Sur les 28 284 logements diagnostiqués (source DPE/ADEME), seulement 3,6 % sont classés passoires thermiques F ou G. C'est une proportion faible comparée à de nombreuses villes françaises de même taille, ce qui reflète un parc relativement récent ou déjà partiellement rénové. La consommation moyenne de 124 kWh/m2/an correspond à une classe DPE D, zone frontière entre l'acceptable et le perfectible. Ce niveau n'est pas alarmant, mais il n'est pas non plus vertueux. Pour un appartement de 70 m2, cela représente environ 8 680 kWh annuels — selon le mode de chauffage, la facture peut varier considérablement. Le croisement avec les prix est direct et décisif : la loi Climat impose l'interdiction de mise en location des logements classés G depuis le 1er janvier 2025, des F à partir de janvier 2028, et des E à partir de 2034. Acheter aujourd'hui un bien classé F à Aix, même avec une décote de prix, c'est acheter un bien qu'on ne pourra plus louer dans moins de trois ans sans réaliser des travaux. À 5 082 EUR/m2 pour un appartement, le budget travaux de rénovation énergétique pour passer d'un F à un D peut représenter 15 000 à 40 000 EUR selon la configuration — à intégrer systématiquement dans le prix de revient réel, pas dans une ligne 'à voir plus tard'. La bonne nouvelle : avec 3,6 % de passoires seulement, la majorité du marché échappe à cette contrainte. Mais ce 3,6 % sera mis sous pression vendeuse dans les prochains mois, ce qui peut créer des opportunités d'achat décotées pour des investisseurs capables d'absorber le coût de rénovation — à condition de modéliser le projet avec un maître d'oeuvre avant de signer.
Vivre à Aix-en-Provence : services, démographie et contexte socio-économique ?

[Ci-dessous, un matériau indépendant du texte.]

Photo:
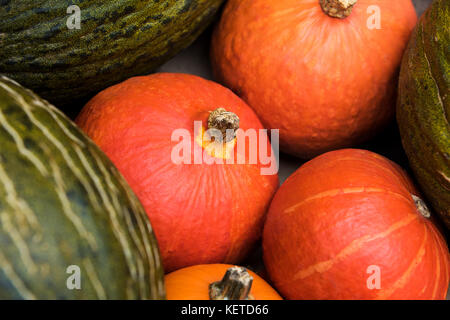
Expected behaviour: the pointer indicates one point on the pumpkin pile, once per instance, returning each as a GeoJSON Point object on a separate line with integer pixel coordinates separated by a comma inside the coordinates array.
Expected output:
{"type": "Point", "coordinates": [165, 185]}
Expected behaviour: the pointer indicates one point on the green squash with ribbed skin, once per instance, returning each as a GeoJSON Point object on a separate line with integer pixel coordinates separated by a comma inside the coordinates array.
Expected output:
{"type": "Point", "coordinates": [63, 203]}
{"type": "Point", "coordinates": [117, 39]}
{"type": "Point", "coordinates": [423, 109]}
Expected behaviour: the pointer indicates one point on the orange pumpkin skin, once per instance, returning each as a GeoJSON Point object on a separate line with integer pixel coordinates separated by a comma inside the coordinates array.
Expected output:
{"type": "Point", "coordinates": [192, 283]}
{"type": "Point", "coordinates": [343, 212]}
{"type": "Point", "coordinates": [326, 83]}
{"type": "Point", "coordinates": [201, 213]}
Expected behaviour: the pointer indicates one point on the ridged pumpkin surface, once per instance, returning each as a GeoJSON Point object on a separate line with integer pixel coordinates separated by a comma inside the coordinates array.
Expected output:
{"type": "Point", "coordinates": [423, 110]}
{"type": "Point", "coordinates": [116, 40]}
{"type": "Point", "coordinates": [201, 213]}
{"type": "Point", "coordinates": [192, 283]}
{"type": "Point", "coordinates": [341, 216]}
{"type": "Point", "coordinates": [63, 203]}
{"type": "Point", "coordinates": [325, 82]}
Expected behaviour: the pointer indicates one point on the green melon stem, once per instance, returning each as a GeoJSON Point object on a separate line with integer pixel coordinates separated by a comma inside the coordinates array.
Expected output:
{"type": "Point", "coordinates": [235, 285]}
{"type": "Point", "coordinates": [340, 9]}
{"type": "Point", "coordinates": [224, 121]}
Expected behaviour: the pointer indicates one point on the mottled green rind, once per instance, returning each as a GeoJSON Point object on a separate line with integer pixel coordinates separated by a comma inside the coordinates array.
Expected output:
{"type": "Point", "coordinates": [117, 40]}
{"type": "Point", "coordinates": [62, 203]}
{"type": "Point", "coordinates": [423, 109]}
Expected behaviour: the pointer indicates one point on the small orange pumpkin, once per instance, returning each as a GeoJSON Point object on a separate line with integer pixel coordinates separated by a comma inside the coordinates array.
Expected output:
{"type": "Point", "coordinates": [203, 282]}
{"type": "Point", "coordinates": [322, 71]}
{"type": "Point", "coordinates": [349, 224]}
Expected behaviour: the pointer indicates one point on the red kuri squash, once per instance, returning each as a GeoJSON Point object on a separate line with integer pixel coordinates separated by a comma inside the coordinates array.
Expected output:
{"type": "Point", "coordinates": [324, 72]}
{"type": "Point", "coordinates": [202, 212]}
{"type": "Point", "coordinates": [217, 282]}
{"type": "Point", "coordinates": [349, 224]}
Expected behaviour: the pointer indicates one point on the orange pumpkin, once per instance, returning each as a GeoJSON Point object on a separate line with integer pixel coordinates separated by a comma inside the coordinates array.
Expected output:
{"type": "Point", "coordinates": [322, 71]}
{"type": "Point", "coordinates": [202, 210]}
{"type": "Point", "coordinates": [349, 224]}
{"type": "Point", "coordinates": [217, 282]}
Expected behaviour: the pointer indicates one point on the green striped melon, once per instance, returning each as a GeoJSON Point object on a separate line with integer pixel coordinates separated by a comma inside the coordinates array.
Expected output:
{"type": "Point", "coordinates": [64, 204]}
{"type": "Point", "coordinates": [423, 109]}
{"type": "Point", "coordinates": [117, 39]}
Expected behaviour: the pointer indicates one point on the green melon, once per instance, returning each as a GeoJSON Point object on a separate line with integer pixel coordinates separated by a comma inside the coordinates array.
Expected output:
{"type": "Point", "coordinates": [116, 40]}
{"type": "Point", "coordinates": [63, 204]}
{"type": "Point", "coordinates": [423, 110]}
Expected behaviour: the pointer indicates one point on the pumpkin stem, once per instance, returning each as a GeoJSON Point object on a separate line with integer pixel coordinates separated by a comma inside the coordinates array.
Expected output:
{"type": "Point", "coordinates": [337, 8]}
{"type": "Point", "coordinates": [235, 285]}
{"type": "Point", "coordinates": [421, 206]}
{"type": "Point", "coordinates": [223, 120]}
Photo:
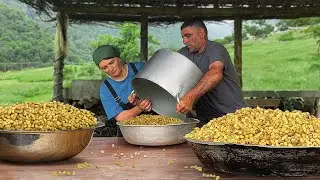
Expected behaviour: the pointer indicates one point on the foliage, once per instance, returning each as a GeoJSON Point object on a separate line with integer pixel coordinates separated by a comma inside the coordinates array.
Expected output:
{"type": "Point", "coordinates": [282, 25]}
{"type": "Point", "coordinates": [314, 31]}
{"type": "Point", "coordinates": [267, 65]}
{"type": "Point", "coordinates": [258, 28]}
{"type": "Point", "coordinates": [24, 40]}
{"type": "Point", "coordinates": [299, 22]}
{"type": "Point", "coordinates": [288, 36]}
{"type": "Point", "coordinates": [127, 42]}
{"type": "Point", "coordinates": [229, 39]}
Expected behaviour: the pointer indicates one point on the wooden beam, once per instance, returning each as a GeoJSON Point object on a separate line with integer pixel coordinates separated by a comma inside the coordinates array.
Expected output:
{"type": "Point", "coordinates": [61, 51]}
{"type": "Point", "coordinates": [265, 103]}
{"type": "Point", "coordinates": [281, 93]}
{"type": "Point", "coordinates": [144, 38]}
{"type": "Point", "coordinates": [190, 12]}
{"type": "Point", "coordinates": [238, 48]}
{"type": "Point", "coordinates": [317, 107]}
{"type": "Point", "coordinates": [82, 17]}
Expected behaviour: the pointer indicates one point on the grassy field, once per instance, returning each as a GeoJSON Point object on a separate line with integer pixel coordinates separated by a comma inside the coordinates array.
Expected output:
{"type": "Point", "coordinates": [268, 64]}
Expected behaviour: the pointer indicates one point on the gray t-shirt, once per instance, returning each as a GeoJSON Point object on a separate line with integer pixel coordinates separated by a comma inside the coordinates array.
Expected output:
{"type": "Point", "coordinates": [227, 96]}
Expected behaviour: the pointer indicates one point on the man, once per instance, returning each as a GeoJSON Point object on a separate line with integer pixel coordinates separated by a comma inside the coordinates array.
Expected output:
{"type": "Point", "coordinates": [116, 89]}
{"type": "Point", "coordinates": [218, 92]}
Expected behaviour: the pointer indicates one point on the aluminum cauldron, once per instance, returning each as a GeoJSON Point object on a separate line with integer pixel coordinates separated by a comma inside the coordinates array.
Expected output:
{"type": "Point", "coordinates": [167, 76]}
{"type": "Point", "coordinates": [43, 146]}
{"type": "Point", "coordinates": [257, 160]}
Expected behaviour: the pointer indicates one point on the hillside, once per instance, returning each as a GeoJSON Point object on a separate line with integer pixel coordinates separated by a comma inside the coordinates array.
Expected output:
{"type": "Point", "coordinates": [268, 64]}
{"type": "Point", "coordinates": [80, 35]}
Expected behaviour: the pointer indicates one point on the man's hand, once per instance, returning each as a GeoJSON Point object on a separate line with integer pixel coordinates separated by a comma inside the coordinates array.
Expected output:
{"type": "Point", "coordinates": [133, 99]}
{"type": "Point", "coordinates": [145, 105]}
{"type": "Point", "coordinates": [185, 105]}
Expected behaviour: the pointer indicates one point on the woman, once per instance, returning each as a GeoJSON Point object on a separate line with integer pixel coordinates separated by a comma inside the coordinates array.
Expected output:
{"type": "Point", "coordinates": [117, 87]}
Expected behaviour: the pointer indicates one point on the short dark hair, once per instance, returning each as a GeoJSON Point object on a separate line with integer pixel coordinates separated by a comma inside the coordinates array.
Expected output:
{"type": "Point", "coordinates": [194, 23]}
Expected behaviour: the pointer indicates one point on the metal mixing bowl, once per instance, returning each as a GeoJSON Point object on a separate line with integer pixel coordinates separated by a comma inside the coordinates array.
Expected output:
{"type": "Point", "coordinates": [257, 160]}
{"type": "Point", "coordinates": [43, 146]}
{"type": "Point", "coordinates": [157, 135]}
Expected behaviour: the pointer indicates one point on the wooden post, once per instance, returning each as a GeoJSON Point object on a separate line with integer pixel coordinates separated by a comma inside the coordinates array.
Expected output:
{"type": "Point", "coordinates": [317, 107]}
{"type": "Point", "coordinates": [61, 52]}
{"type": "Point", "coordinates": [238, 48]}
{"type": "Point", "coordinates": [144, 38]}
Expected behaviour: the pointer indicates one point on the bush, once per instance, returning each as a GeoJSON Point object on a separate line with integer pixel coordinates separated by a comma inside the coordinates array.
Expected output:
{"type": "Point", "coordinates": [286, 36]}
{"type": "Point", "coordinates": [222, 41]}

Sur les équipements de proximité, les données BPE/INSEE placent Aix-en-Provence au niveau maximal sur quatre dimensions : transports, éducation, santé et commerces — tous à 100. Pour une famille ou un actif qui valorise l'accessibilité aux services du quotidien, c'est un atout structurel qui justifie en partie la prime de prix par rapport à des communes périphériques moins dotées. La démographie est légèrement positive : +1,5 % sur cinq ans pour une ville de 147 478 habitants. Ce n'est pas une explosion de population, c'est une croissance douce qui maintient la demande de logements sans créer de tensions incontrôlables. Le tissu économique est dense : 16 115 établissements actifs, 5 544 créations sur douze mois. Ces chiffres suggèrent un bassin d'emploi diversifié qui génère une demande résidentielle continue — un facteur de soutien pour la valeur immobilière à long terme. Mais le tableau socio-économique est plus nuancé. Le revenu médian des ménages s'établit à 25 543 EUR par an (source INSEE/IRIS), avec un taux de pauvreté à 16,5 % et un taux de chômage à 12,5 %. Ces chiffres sont au-dessus des moyennes nationales pour ces indicateurs et signalent une ville dualement structurée : un segment aisé qui soutient les prix hauts, et une population précaire significative. Pour un investisseur locatif, ce dualisme a une implication concrète : le locataire solvable capable d'absorber les loyers cohérents avec 5 000 EUR/m2 représente une fraction de la population totale. Le score de localisation à 65 et le score de sécurité à 64 sur 100 indiquent une performance correcte mais non exceptionnelle sur ces deux dimensions — des niveaux à mettre en rapport avec la taille et la complexité d'une ville de 147 000 habitants, qui inclut des secteurs très disparates.